Ekonomi
Devaluasyonun Hazine ve özel sektöre maliyeti akıllara zarar
Merkez Bankası’nın Eylül ayından başlayarak toplamda 400 baz puan faiz indirmesi sonucunda dolar kuru 11 lirayı aştı, Cuma gecesini 11.18-20…
Merkez Bankası’nın Eylül ayından başlayarak toplamda 400 baz puan faiz indirmesi sonucunda dolar kuru 11 lirayı aştı, Cuma gecesini 11.18-20 civarında kapatıyor. İlk belirlemelere göre, bu devaluasyonun Hazine’ye maliyeti TL450 milyar civarında. DİBS getirilerinde yükseliş de 2022 bütçesinde faiz giderlerinin hedefi aşmasına neden olacak. Türkiye’de henüz konuşulmaya başlanmayan konu ise devaluasyonun özel sektör bilançolarında yarattığı tahribat.
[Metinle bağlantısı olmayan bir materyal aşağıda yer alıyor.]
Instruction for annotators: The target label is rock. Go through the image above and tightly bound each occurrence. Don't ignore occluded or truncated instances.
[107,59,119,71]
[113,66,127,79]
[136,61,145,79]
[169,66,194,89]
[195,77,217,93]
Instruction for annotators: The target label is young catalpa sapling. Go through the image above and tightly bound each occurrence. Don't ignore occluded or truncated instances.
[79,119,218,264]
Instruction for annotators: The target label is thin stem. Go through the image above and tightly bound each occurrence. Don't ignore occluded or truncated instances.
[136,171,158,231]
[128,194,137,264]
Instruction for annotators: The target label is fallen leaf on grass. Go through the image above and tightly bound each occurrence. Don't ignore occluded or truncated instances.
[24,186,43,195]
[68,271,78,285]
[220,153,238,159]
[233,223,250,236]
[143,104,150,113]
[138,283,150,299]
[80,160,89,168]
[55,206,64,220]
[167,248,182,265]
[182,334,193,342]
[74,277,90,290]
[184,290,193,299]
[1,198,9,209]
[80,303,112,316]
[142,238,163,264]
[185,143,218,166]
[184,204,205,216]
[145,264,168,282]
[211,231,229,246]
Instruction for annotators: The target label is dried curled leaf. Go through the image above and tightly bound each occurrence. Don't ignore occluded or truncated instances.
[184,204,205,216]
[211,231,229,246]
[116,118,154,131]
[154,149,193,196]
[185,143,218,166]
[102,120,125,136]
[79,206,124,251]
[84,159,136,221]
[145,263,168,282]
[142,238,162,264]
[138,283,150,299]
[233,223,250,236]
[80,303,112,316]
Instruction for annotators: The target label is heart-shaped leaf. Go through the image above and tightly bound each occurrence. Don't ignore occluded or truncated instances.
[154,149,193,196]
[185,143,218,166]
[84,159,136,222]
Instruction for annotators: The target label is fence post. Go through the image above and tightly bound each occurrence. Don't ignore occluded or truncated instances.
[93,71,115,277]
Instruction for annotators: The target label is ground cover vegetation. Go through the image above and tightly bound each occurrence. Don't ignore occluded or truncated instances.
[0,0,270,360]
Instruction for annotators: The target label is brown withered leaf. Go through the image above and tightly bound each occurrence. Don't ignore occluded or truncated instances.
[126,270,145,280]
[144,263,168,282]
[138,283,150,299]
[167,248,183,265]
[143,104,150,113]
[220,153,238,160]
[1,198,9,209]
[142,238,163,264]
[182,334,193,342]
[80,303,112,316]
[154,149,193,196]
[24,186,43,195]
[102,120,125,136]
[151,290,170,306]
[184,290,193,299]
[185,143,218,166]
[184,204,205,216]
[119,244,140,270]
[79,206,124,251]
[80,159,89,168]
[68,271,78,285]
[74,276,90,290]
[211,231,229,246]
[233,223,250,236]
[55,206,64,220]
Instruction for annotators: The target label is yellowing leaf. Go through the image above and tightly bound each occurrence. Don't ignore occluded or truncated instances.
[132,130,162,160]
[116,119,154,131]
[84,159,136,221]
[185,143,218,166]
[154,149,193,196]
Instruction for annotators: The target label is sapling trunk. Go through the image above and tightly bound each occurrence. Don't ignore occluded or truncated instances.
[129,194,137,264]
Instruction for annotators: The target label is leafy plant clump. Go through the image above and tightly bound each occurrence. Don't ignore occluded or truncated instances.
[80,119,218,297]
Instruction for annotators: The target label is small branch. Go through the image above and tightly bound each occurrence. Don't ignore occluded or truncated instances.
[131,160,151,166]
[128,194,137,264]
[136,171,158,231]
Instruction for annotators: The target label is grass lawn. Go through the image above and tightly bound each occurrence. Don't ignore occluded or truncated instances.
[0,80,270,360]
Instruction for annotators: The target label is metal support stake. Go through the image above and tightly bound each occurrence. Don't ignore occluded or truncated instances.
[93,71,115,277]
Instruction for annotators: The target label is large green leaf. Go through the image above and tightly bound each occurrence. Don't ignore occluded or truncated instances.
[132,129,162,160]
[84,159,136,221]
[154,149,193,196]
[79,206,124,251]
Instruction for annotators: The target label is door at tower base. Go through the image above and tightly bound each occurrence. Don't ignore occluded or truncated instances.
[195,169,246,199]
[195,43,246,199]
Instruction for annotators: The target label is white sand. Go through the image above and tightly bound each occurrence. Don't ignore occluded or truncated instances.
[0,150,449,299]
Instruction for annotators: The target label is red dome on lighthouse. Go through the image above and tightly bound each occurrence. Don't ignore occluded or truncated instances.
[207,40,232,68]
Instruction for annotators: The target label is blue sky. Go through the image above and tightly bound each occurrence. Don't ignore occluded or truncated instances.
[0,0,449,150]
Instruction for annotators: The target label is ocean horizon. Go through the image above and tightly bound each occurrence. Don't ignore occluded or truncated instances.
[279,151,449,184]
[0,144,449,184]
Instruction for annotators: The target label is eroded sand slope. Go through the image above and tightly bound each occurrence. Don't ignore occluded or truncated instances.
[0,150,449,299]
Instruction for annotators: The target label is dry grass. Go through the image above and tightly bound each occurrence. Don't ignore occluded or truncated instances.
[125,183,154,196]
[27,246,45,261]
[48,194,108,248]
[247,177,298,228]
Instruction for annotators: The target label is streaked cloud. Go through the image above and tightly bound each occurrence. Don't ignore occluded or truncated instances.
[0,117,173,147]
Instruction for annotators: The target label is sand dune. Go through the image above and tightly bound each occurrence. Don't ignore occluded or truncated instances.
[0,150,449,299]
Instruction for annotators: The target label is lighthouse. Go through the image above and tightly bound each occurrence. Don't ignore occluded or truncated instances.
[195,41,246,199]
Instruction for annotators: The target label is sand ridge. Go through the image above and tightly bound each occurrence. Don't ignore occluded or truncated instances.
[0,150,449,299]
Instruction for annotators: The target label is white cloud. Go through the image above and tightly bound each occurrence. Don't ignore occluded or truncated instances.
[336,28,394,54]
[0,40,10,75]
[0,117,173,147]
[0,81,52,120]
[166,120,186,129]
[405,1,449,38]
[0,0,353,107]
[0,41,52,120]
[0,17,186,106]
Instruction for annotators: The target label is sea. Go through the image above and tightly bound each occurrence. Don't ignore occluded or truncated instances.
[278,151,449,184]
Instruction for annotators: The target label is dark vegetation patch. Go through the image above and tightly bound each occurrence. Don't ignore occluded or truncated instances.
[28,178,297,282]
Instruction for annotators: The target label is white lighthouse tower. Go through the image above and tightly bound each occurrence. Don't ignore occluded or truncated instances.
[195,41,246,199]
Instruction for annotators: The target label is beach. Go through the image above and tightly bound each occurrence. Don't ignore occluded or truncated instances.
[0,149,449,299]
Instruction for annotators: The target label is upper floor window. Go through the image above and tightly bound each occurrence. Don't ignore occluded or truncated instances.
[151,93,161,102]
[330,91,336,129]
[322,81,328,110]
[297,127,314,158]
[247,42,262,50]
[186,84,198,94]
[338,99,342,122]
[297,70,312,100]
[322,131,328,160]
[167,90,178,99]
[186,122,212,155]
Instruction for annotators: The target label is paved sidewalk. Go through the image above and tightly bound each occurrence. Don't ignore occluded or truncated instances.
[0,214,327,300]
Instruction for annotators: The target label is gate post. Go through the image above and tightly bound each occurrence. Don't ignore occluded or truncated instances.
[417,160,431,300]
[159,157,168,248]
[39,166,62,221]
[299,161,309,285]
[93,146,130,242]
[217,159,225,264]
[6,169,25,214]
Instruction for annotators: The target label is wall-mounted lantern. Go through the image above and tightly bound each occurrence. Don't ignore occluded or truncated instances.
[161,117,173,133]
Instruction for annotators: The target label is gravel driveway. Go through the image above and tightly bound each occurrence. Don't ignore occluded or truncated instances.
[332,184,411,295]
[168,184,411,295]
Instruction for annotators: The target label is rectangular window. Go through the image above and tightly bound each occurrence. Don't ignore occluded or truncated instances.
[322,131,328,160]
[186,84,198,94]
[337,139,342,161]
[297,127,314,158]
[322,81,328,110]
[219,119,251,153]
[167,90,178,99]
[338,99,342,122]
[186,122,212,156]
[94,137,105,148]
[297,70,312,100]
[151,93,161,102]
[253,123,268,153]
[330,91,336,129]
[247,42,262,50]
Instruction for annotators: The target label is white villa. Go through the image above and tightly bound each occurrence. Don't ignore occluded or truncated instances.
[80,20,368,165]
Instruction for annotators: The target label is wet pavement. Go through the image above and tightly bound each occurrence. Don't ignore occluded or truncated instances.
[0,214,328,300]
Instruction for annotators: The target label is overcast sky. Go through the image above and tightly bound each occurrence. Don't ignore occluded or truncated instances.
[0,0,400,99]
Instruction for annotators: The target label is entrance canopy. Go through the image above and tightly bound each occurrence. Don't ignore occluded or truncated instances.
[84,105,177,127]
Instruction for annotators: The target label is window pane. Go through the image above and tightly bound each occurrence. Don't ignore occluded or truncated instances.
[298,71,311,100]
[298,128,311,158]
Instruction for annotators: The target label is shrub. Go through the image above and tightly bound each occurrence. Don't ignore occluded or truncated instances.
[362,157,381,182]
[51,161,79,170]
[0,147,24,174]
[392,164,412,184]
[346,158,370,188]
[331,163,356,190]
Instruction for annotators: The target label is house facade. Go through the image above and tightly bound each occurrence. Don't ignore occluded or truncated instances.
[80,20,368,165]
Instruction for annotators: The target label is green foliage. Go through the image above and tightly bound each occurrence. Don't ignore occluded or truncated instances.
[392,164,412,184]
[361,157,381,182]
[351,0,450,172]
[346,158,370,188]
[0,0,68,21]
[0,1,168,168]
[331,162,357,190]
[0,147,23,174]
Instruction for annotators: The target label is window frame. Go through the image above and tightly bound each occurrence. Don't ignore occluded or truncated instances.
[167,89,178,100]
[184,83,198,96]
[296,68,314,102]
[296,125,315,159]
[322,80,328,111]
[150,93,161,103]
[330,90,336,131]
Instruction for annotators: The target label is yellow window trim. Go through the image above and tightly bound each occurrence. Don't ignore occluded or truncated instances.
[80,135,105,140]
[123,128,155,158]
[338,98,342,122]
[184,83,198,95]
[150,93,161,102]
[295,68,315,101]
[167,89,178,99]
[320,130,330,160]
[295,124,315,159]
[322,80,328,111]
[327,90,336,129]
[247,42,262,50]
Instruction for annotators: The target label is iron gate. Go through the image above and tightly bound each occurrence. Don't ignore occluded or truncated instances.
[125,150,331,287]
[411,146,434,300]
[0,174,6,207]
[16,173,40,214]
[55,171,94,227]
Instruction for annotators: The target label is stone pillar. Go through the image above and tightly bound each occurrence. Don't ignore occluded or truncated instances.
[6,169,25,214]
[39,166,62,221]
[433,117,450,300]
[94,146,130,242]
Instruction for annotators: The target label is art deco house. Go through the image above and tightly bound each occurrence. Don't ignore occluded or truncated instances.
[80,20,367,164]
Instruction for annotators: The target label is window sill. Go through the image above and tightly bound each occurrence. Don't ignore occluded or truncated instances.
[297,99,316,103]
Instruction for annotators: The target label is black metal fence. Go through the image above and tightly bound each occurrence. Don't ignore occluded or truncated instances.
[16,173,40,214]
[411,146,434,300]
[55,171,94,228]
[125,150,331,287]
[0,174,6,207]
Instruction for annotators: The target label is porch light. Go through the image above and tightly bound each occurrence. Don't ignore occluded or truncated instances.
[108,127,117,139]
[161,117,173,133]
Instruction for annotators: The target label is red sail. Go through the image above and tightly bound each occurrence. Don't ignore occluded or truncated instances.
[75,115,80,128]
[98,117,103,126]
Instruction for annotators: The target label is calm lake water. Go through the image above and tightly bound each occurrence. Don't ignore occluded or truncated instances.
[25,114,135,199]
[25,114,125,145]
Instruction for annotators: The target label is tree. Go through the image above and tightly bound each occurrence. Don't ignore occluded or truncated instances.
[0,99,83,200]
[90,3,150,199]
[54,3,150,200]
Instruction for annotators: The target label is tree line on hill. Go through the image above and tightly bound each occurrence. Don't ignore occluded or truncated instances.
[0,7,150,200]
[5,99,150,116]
SÖZCÜ’de Emre Deveci’ye göre kur zararı TL350 milyarı aştı. Bu zararı kim ödeyecek?
Akıllara durgunluk verecek hızda cereyan eden devaluasyon, Hazine ve Maliye Bakanlığı’nın Türk Lirası cinsinden borçlanma maliyetlerini arttırırken, döviz ve altın cinsi borç stoku nedeniyle borç yükü de arttı.
Hürriyet yazarı Hande Fırat, Merkez Bankası’nın faiz indirmesi sonrası dolar/TL’nin 11’i geçmesiyle ilgili olarak Cumhurbaşkanlığı’ndaki “üst düzey isimlerle” yaptığı görüşmeyi yazdı.
Fırat, yanıtları şöyle aktardı:
“Hükûmet faiz indirimiyle ortaya çıkan faturanın farkında. Bu fatura göğüslenecek. Bir anlamda acı reçete şimdi uygulanacak.
Başlıca nedeni erken seçim olmaması. 2023 seçimlerine kadar ana hedef yatırımları arttırmak, işsizliği azaltmak ve alt gelir grubunu rahatlatmak olacak”
Anılan üst düzey yöneticilerin acı reçeteyle yılbaşında devreye girecek Soluk Paketi harcamalarını nasıl bağdaştıracağı bir muamma. Ek olarak, gelecek yıl GSYH büyümesi azami %3-4 olacak. Yavaşlamanın getireceği vergi kaybı ve işsizlik acı reçete ortasında nasıl telafi edilecek?
Bize göre, edilemeyecek ve seçmeni rahatlatmak için bütçe giderleri sürekli artarken, bu harcamalar enflasyonu içinde çıkılmaz boyutlara yükseltecek.
Sözcü’den Emre Deveci’nin haberine göre Dolar/TL’deki artışla Hazine’nin borcu 438 milyar TL artarken, bu yılın Ağustos ayında 2 trilyon 95 milyar TL olan borç stoku, Eylülde 2 trilyon 181 milyar TL’ye yükselmişti. Borç stoku, Ekim ve kasım aylarında artmaya devam etti. Hazine’nin borç stokunun yüzde 58,4’ü dövizde.
Şirketlerin de büyük bir döviz pozisyonu açığı söz konusuyken, döviz kurlarındaki artış onların da borç yükünü katlıyor. Merkez Bankası verilerine göre, finansal kesim dışındaki şirketlerin ağustos ayı itibarıyla 123,6 milyar dolarlık döviz açığı var.
Doların 11 lirayı aşması reel sektöre 375,7 milyar TL’lik ek maliyet yaratıyor.
Eğer bu hesap doğruysa, şirketlerin dış borçlarını yenilemeleri çok zor olacak. Türk bankalarından aldıkları döviz kredilerinde tahsilat sorunu patlak verebilir. Finansmana erişimi olmayan şirketler zorunlu ve fiili konkordato ilan ederken, bankaların takipteki alacakları da yükselecek.
Bir noktada yüksek gelir sahibi mudiler bankaların likidite darboğazına girmesinden çekinerek, mevduatlarını çekebilir.